2007年10月,在中国上海南汇的一个连栋大棚内,偶见哈密瓜(品种:雪里红)上部叶片出现褪绿症状,下部叶片呈亮黄色。病害从叶片最初的斑驳发展为叶片完全变黄但叶脉仍为绿色。最老的叶片最先出现症状,所以这些叶片呈现出明显均匀的黄色。2009年10月,在上海郊区生产的所有甜瓜中均发现了这些症状。这些症状与由葫芦科黄化矮缩病毒(CYSDV)和葫芦科褪绿黄化病毒(CCYV)引起的症状相似(1 - 3)。从上海嘉定、南汇、奉贤和崇明地区有症状的甜瓜上采集了12个样本用于病毒诊断。在患病的葫芦科作物上观察到大量烟粉虱。用Trizol试剂(Invitrogen,卡尔斯巴德,加利福尼亚州)提取总RNA。我们使用随机引物(9聚体)进行逆转录 - PCR。提取物用于检测CYSDV,使用特异性引物CYSDV - CP - F(5'-ATGGCGAGTTCGAGTGAGAA-3')和CYSDV - CP - R(5'-TCAATTACCACAGCCACCTG-3')扩增衣壳蛋白基因的756 bp片段;检测CCYV,使用特异性引物CCYV - HSP - F1(5'-TGCGTATGTCAATGGTGTTATG-3')和CCYV - HSP - R1(5'-ATCCTTCGCAGTGAAAAACC-3')扩增HSP基因的462 bp片段(1)。所有样本中均未检测到CYSDV。所有样本中均获得了预期的462 bp的CCYV目标片段,但健康对照样本中均未获得。所有462 bp的PCR产物均克隆到pGEM - T载体(Promega,麦迪逊,威斯康星州)并进行测序。

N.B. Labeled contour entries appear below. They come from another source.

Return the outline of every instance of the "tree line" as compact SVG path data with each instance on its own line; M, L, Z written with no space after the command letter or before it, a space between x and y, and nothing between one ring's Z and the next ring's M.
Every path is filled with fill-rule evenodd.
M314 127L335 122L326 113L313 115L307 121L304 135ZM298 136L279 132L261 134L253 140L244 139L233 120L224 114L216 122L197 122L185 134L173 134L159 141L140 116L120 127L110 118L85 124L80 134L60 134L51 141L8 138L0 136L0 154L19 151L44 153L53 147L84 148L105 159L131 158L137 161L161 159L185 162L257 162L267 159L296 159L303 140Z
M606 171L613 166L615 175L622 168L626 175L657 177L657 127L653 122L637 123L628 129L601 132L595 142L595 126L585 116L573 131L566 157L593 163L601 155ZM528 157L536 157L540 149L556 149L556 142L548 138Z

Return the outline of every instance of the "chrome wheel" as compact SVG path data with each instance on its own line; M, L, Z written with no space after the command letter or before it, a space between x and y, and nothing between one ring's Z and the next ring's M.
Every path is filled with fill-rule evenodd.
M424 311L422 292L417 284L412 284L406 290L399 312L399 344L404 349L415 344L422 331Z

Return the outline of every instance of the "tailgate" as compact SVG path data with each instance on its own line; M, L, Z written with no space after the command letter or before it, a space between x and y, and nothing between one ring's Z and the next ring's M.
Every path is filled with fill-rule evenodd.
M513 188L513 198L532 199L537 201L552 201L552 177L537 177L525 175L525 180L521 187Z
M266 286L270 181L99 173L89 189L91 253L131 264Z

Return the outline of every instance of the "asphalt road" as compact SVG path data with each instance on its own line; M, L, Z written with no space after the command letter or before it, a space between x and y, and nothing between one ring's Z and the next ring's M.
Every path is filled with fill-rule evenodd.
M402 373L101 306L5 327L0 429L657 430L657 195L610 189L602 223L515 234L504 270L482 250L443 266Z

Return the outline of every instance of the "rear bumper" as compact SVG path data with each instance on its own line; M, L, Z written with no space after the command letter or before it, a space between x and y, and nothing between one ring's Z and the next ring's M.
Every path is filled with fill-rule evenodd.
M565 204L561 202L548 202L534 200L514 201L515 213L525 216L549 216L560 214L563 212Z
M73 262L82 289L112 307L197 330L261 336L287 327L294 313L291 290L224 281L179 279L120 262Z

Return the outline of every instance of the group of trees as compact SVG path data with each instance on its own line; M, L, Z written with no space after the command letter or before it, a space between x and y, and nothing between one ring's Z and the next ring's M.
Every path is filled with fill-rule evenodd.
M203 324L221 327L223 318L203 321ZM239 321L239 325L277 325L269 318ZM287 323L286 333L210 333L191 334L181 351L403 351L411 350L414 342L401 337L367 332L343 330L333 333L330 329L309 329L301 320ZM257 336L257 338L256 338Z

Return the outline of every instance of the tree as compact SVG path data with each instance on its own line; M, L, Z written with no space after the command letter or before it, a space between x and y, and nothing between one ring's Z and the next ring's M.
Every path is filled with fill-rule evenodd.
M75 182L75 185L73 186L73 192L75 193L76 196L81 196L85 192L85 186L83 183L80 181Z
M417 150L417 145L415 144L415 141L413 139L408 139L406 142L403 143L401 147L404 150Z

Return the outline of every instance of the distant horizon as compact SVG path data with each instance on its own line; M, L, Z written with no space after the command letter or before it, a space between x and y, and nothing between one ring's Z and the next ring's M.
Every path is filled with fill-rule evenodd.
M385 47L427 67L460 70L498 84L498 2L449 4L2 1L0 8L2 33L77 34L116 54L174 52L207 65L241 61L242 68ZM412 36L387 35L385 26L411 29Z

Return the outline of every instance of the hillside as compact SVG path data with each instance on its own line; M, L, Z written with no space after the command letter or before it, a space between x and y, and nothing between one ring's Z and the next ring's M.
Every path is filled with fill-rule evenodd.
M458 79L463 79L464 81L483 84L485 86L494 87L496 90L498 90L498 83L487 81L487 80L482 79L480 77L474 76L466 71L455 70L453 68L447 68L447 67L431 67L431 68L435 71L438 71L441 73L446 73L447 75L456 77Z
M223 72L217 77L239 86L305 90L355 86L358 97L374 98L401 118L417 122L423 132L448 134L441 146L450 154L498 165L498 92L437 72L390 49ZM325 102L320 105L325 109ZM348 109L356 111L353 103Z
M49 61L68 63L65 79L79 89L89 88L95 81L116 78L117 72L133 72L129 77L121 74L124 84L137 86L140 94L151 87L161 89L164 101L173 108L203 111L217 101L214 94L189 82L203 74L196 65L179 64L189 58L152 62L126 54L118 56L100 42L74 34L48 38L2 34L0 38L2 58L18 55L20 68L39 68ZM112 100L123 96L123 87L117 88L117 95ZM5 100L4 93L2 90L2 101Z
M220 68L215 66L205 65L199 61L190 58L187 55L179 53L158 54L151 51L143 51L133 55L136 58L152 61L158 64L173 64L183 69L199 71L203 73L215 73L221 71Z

获得的所有序列均具有同源性。将提交的序列(GenBank登录号:HQ148667)与GenBank中的序列进行比较,结果表明该序列与来自日本(登录号:AB523789和AB457591)(1,4)、台湾(登录号:HM120250)(2)和中国大陆(登录号:GU721105、GU721108和GU721110)的CCYV分离株的Hsp70h序列具有100%的核苷酸同一性。CCYV是毛形病毒属的一个新成员,于2004年在日本首次发现(4),2009年在台湾报道(2)。据我们所知,这是CCYV在中国甜瓜上的首次报道。参考文献:(1)Y. Gyoutoku等人,《日本植物病理学杂志》75:109,2009年。(2)L.-H. Huang等人,《植物病害》94:1168,2010年。(3)L. Z. Liu等人,《植物病害》94:485,2010年。(4)M. Okuda等人,《植物病理学》100:560,2010年。